Vor der mit Abstand besten Kulisse im bisherigen Turnierverlauf erwischten die Deutschen einen denkbar schlechten Start. Nach einer guten Viertelstunde sah sich Bundestrainer Sigurdsson beim Stand von 6:11 gezwungen, sein Team mittels einer Auszeit neu einzustellen. Für den bis dahin glücklosen Carsten Lichtlein brachte er Silvio Heinevetter aufs Feld, und der Berliner emotionalisierte seine Vorderleute auch gleich mit einigen spektakulären Paraden. In der Offensive leisteten sich seine Mannschaft allerdings viel zu viele Fehler: ungenaue Abspiele, überhastete Abschlüsse, schlechte Würfe. "Wir haben uns in eine äußerst schwierige Situation gebracht", sagte Paul Drux später. "Vor so einem Publikum erspielt man sich im Idealfall ein kleines Polster", ergänzte der Rückraumspieler, "bei uns war es genau umgekehrt: wir sind immer einem Rückstand hinterhergelaufen." Phasenweise betrug dieser sieben Tore (9:16/26.). Dank eines ordentlichen Schlussspurts durften Drux & Co. zur Pause immerhin noch auf eine kleine Sensation hoffen.
Die Schiedsrichter legten die Regeln erkennbar unterschiedlich aus
In den zehn Minuten nach Wiederanpfiff hatten die Deutschen ihre beste Phase. Nach 39 Minuten und dem Treffer von Patrick Groetzki zum 19:20 schien die Partie zu kippen – es sollte allerdings der letzte Anschlusstreffer im Laufe des weiteren Abends bleiben. "Wenn wir in dieser Phase den Ausgleich machen oder einmal in Führung gehen, hätten wir gute Chancen gehabt", sagte Bundestrainer Sigurdsson, "so haben zwar alle gekämpft, kein Vorwurf, aber es hat nicht mehr gereicht, weil Katar auch wirklich gut gespielt hat." So ganz von ungefähr kamen Heinevetters spätere Ausführungen aber auch nicht: In der kniffligsten Phase der Partie erfand das mazedonische Schiedsrichter-Gespann kurzerhand ein paar Regeln neu und legte im Bewertungsmaßstab unterschiedliches Maß an: Die Katarer durften sich erst einmal 30 Sekunden den Ball zuspielen, ehe sie überhaupt in Richtung gegnerisches Tor zogen. Bei den deutschen Angriffen ging der Arm der Referees – also das Vorwarnzeichen für passives Spiel – deutlich schneller hoch. Bereits in der ersten Halbzeit hatte das Gespann eine klare Tätlichkeit des Katarers Bertrand Roine gegen Kapitän Uwe Gensheimer übersehen.

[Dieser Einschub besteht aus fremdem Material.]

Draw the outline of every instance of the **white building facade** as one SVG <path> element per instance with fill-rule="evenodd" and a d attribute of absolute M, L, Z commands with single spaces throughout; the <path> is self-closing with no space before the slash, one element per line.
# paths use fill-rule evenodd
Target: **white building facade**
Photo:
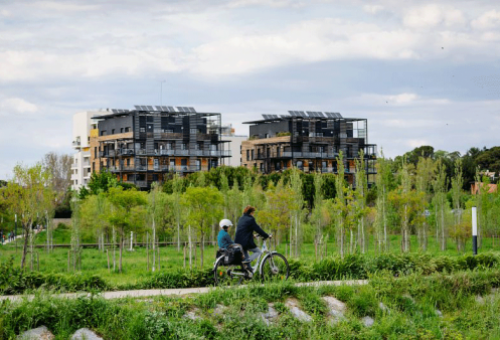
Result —
<path fill-rule="evenodd" d="M 90 165 L 90 130 L 92 117 L 102 115 L 101 111 L 82 111 L 73 115 L 73 155 L 71 165 L 71 188 L 80 190 L 87 186 L 92 172 Z"/>

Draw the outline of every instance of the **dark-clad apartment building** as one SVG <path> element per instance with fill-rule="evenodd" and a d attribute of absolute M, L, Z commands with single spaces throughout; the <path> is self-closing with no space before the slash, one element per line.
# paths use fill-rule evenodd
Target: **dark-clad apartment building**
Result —
<path fill-rule="evenodd" d="M 139 106 L 93 117 L 92 172 L 103 169 L 149 188 L 168 174 L 210 170 L 230 156 L 220 113 L 192 107 Z M 227 147 L 226 147 L 227 146 Z"/>
<path fill-rule="evenodd" d="M 261 173 L 296 166 L 304 172 L 337 172 L 339 152 L 344 155 L 348 181 L 354 183 L 355 160 L 363 150 L 368 182 L 374 182 L 377 146 L 368 143 L 368 121 L 344 118 L 337 112 L 289 111 L 262 115 L 250 125 L 242 143 L 242 165 Z"/>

"Heinevetter kann sich trotzdem nicht hinstellen und solche Äußerungen von sich geben", sagte Ex-Nationalspieler und Fernseh-Experte Stefan Kretzschmar später. "Es war vorher klar, dass die Deutschen fünf Tore besser sein müssen, um mit einem zu gewinnen", ergänzte Kretzschmar, "trotzdem war es kein Skandal-Spiel." Katars Trainer Valero Rivera beendete den Abend schließlich mit einem denkwürdigen Statement: "Der Heimvorteil ist im Handball enorm wichtig, das ist bekannt", sagte der Spanier, "wenn dieses Spiel in Deutschland ausgetragen worden wäre, hätten es die Deutschen gewonnen."